As the afternoon dragged on into the evening the French Prime Minister, Mr Lionel Jospin, clealry decided that this was his President's mess and he could handle it. Mr Jopsin left, rumour had it, to watch the French cup final.
It began to appear that Dr Kohl would accept an agreement that specified July 1st, 1999, as the retirement date and diplomats began briefing journalists that a deal had all but been done. Radio, TV, and the wires rushed to get the news out.
But Dr Kohl had not reckoned with his Finance Minister, Mr Theo Waigel, and the chairman of the Bundesbank, Dr Hans Tietmeyer. They pulled the plug on the deal, warning of political storms at home and a possible challenge in both the German Constitutional Court and the European Court of Justice. One evening paper in Germany had already headlined the deal "illegal". Agreement disappeared and the wires rushed to correct their earlier optimism.
Clearly it would not be possible to specify a date, but it took another three hours of frantic bilaterals by Mr Blair to get the whole thing back on board and for the French to accept the inevitable limitation on their ambitions.
A clearly subdued Dr Kohl told the press later it was one of the toughest EU summits he had attended. "There were many moments when I was not sure if we would get an agreement," he said.
The Taoiseach spoke of an atmosphere of intense relief at the end, "but it all ended up more or less where it started. It was classic negotiations."
The result leaves a sour taste in the mouth. And whatever about the market reaction, both Dr Kohl and Mr Kok are likely to pay a political price domestically for what is widely perceived as a fudge.
The much vaunted Franco-German alliance, supposedly the driving force of European politics, has also taken a dent, no matter what Mr Chirac might claim. He insisted to journalists that there was "no Franco-German difficulty, but a Franco-Dutch problem." German objections, he claimed, were purely technical or legal. Noone was convinced.

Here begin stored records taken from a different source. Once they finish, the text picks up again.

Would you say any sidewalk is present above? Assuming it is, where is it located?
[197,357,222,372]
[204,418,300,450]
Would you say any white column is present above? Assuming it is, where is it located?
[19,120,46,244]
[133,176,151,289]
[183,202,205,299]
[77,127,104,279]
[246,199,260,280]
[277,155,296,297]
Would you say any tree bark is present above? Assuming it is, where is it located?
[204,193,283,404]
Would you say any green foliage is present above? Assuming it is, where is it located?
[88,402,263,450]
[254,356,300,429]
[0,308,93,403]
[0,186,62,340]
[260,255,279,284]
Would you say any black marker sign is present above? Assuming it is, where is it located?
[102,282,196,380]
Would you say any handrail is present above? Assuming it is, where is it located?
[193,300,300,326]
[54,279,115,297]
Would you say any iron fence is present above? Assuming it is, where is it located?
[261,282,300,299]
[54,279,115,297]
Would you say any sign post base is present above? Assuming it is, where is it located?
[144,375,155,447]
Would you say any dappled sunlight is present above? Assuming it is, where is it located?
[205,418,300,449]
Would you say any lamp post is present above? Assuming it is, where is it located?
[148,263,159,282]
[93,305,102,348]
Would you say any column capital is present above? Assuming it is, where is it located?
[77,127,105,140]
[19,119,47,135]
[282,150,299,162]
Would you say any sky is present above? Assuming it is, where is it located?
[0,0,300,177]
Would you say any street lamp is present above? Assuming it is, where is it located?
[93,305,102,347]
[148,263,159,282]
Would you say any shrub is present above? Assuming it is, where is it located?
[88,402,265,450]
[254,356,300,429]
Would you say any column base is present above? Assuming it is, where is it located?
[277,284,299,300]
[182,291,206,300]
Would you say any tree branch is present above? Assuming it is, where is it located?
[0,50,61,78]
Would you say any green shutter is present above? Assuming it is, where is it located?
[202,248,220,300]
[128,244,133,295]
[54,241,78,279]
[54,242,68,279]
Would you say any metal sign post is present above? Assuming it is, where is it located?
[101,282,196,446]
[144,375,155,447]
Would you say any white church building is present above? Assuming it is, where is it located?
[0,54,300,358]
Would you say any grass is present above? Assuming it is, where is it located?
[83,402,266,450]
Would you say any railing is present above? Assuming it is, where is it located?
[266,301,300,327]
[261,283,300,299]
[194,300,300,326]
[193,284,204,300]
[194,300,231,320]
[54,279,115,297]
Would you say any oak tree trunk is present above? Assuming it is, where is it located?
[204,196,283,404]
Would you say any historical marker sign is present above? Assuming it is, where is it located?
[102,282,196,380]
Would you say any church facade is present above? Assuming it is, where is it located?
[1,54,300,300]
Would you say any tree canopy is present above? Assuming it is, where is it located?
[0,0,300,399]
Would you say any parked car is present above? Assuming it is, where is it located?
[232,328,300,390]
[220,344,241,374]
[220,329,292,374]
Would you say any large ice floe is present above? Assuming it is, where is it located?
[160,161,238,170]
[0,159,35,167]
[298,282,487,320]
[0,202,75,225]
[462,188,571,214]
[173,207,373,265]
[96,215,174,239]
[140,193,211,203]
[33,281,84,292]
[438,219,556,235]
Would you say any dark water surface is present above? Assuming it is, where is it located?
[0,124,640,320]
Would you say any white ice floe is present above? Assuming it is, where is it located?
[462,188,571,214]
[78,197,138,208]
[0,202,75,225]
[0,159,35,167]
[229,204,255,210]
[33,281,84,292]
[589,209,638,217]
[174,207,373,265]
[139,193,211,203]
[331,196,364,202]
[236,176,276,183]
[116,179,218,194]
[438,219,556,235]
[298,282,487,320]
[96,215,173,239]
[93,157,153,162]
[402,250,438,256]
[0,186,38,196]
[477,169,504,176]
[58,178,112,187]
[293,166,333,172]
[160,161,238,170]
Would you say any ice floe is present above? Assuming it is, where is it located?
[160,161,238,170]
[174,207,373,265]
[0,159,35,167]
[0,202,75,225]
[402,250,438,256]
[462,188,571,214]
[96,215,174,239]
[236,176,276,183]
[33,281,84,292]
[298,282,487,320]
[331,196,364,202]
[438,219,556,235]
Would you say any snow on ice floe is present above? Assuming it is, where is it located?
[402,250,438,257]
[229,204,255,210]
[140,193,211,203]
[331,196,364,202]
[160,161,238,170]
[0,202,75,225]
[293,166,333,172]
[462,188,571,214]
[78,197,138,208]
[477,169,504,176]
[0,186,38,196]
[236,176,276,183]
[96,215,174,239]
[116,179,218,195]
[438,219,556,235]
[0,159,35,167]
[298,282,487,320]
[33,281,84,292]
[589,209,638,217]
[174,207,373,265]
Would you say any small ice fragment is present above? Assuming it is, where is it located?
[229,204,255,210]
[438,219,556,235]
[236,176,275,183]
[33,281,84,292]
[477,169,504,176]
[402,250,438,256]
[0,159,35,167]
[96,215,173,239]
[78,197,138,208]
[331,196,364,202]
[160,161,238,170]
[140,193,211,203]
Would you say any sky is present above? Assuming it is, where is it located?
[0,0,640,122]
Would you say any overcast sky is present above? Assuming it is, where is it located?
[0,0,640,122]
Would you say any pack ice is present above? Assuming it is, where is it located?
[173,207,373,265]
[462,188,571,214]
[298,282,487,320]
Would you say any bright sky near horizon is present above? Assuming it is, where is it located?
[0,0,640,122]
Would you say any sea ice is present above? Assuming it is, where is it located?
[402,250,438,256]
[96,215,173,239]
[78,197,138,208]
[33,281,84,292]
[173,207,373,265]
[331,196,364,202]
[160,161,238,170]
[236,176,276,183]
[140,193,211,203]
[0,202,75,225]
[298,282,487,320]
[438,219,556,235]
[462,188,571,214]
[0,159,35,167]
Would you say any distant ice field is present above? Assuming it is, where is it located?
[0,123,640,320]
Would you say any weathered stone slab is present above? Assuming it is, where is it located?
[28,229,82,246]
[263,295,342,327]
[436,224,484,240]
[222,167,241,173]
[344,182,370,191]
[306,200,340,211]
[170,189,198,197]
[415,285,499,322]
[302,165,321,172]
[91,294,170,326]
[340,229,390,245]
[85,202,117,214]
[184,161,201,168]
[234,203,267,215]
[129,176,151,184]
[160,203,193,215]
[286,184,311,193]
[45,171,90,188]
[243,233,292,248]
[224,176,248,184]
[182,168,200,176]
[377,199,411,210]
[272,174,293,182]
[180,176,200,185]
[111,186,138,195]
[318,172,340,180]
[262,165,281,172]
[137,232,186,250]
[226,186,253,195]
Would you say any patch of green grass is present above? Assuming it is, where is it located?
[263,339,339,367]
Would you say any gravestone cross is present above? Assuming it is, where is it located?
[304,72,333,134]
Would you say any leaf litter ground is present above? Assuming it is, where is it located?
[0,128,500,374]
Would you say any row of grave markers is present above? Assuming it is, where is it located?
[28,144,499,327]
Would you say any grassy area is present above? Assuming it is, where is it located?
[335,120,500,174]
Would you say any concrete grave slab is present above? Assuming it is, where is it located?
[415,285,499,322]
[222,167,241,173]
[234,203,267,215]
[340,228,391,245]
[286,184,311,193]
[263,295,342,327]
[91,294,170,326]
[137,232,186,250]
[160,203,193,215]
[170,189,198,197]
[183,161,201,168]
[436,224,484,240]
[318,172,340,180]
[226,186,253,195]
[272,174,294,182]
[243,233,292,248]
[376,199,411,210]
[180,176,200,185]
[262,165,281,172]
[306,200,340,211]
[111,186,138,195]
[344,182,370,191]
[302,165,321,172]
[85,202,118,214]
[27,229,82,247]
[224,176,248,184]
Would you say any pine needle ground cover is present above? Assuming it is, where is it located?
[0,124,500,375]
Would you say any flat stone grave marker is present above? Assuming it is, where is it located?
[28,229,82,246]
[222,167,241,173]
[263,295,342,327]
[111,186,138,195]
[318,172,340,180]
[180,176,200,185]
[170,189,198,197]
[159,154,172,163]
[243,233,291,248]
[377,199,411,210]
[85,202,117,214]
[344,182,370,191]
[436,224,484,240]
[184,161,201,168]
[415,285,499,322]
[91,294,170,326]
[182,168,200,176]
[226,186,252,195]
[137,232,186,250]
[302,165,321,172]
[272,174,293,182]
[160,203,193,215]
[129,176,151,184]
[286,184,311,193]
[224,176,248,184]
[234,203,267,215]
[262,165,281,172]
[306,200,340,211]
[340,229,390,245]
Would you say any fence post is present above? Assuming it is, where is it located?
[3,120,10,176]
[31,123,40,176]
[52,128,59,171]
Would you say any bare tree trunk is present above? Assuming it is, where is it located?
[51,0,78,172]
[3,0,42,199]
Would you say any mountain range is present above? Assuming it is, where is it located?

A classic French power play also illustrated very well the realpolitik of the EU veto system. A large country like France can wield the veto to bulldoze its way to an outcome favourable to itself where a smaller country will use a veto only as a matter of last resort.
And the British Presidency of Mr Blair has not covered itself in glory. Although there was a deal, it appeared to have been snatched from the jaws of defeat in a manner that has done much damage to the credibility of the ECB. The Italian Prime Minister, Mr Romano Prodi, and the Luxembourg Prime Minister, Mr JeanClaude Juncker, both criticised what they called the British presidency's poor preparation of the issue. "There were people much more experienced than me who said they had never seen anything like it," said the Austria's Chancellor Viktor Klima.
Mr Ahern, the spirit of Castle Buildings still intact, was somewhat kinder than some of his officials. "In all fairness to Tony Blair," he told reporters, "he had a hard day."